All my meetings, all my interactions in the company, were conducted in English. This was not easy. In the early years of using English there was quite a variance in language skills within the company. Many times in the middle of senior level meetings someone would turn to me and say: “This next part is difficult so can I just say it in Japanese?”

Certainly I wanted to hear what my team had to say. But I stayed firm. What good is a bold new idea if I’m not willing to do it myself? If we want everyone in this company to speak English, then that means me, too. Even with my senior leadership team. Even when it is difficult. I gave the “crazy” order and I was willing to go first.

Last year, when we introduced mandatory programming training for all new grads, some of our young recruits were undoubtedly nervous. However, they embraced the challenge head-on with the knowledge that I myself had learned to code during the early days of the company.


This is my standard practice. When I decided it would be a good team bonding exercise to climb Mount Tanigawa (local nickname: Mountain of Death), I went up in the first group. When, some years ago, I decided it would be a good idea for Rakuten to adopt a formal dress code until we improved our e-commerce performance, I was the first to show up in a suit. As Rakuten Mobile began to rollout the radio antenna base stations crucial to the new network launch, I made sure to be on the ground checking new installations at locations across the country.

This willingness to go first — to do the work you ask others to do — is a critical element of leadership. And it is particularly important when you’re asking people to do something that has never been done before. Often, people are apprehensive when faced with a new idea or direction. It’s scary to think that the boss may be leading the company into uncharted territory. So it’s an important inspiration to be willing to get out in front and go first.

This doesn’t only apply to those in the corner office. When new recruits join Rakuten, they are treated to an early lesson on this topic. One which many refer to by an old advertising adage: Eat your own dog food. That means, when you are a part of Rakuten, you should be comfortable using all the services in the Rakuten ecosystem. By playing around with our digital content services like Rakuten TV or our global messaging app Viber, new discoveries can be made. If we want customers to follow us, we must be willing to go first.

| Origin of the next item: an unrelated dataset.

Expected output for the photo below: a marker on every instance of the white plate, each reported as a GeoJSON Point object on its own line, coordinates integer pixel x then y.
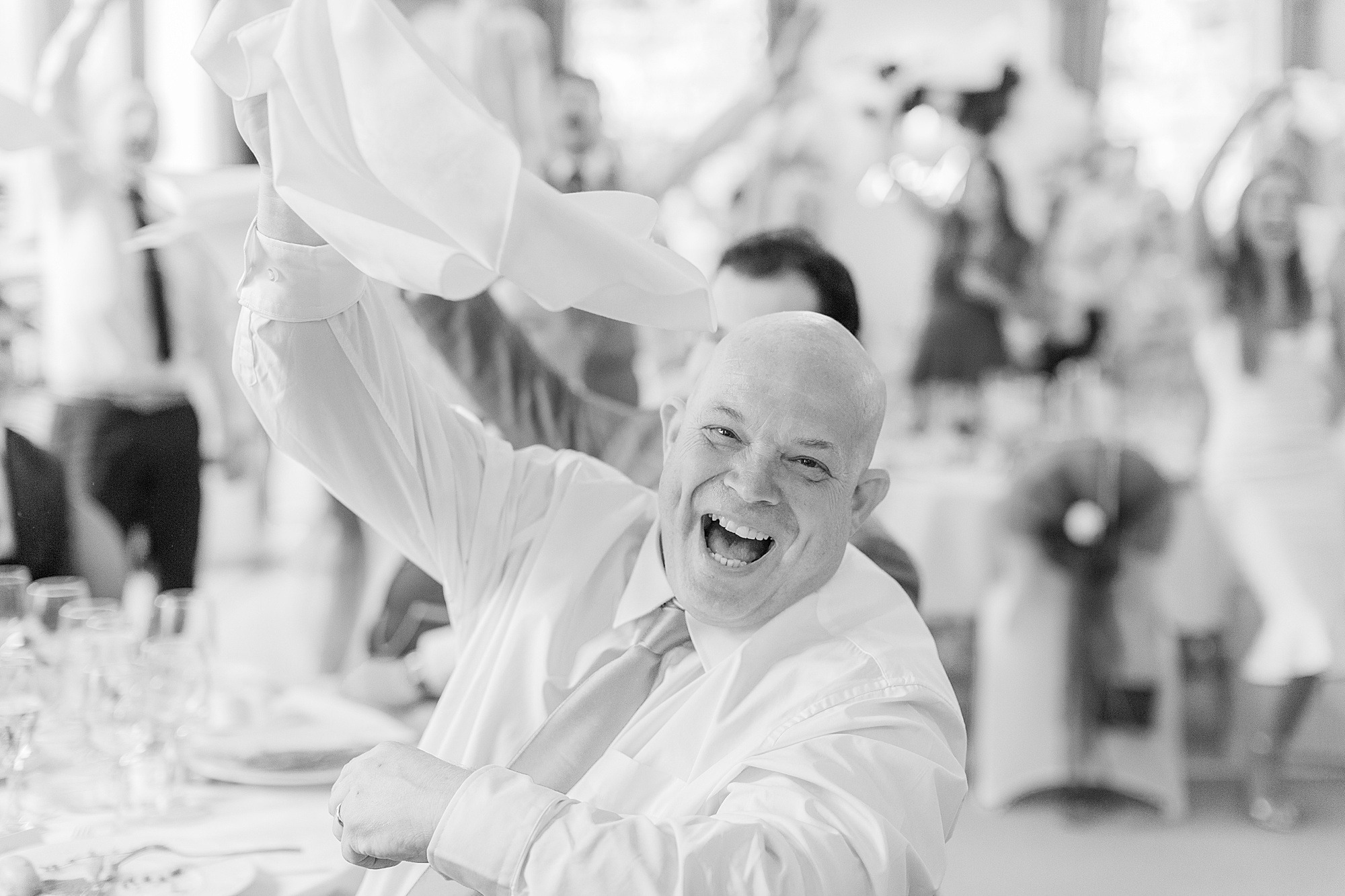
{"type": "Point", "coordinates": [237, 770]}
{"type": "Point", "coordinates": [307, 739]}
{"type": "Point", "coordinates": [158, 873]}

Going first is an important inspirational process, but it is also an important yardstick for my own creative process. I have new ideas all the time. As I turn them around in my head, I think of many things. Will this be profitable? Will this provide a benefit to society? Will this reflect positively on the Rakuten brand? But in my process I must also consider: Would I do this myself? Am I willing to be Customer No. 1? Next time you have a business idea, perhaps you can ask yourself the same questions.

There are many benefits to going first. It allows me to gain critical firsthand intelligence. It helps inspire others in the company to embrace something different and challenging, regardless of how unusual it can initially seem. And of course, when the idea is successful, it allows me to be the first to say: I told you so.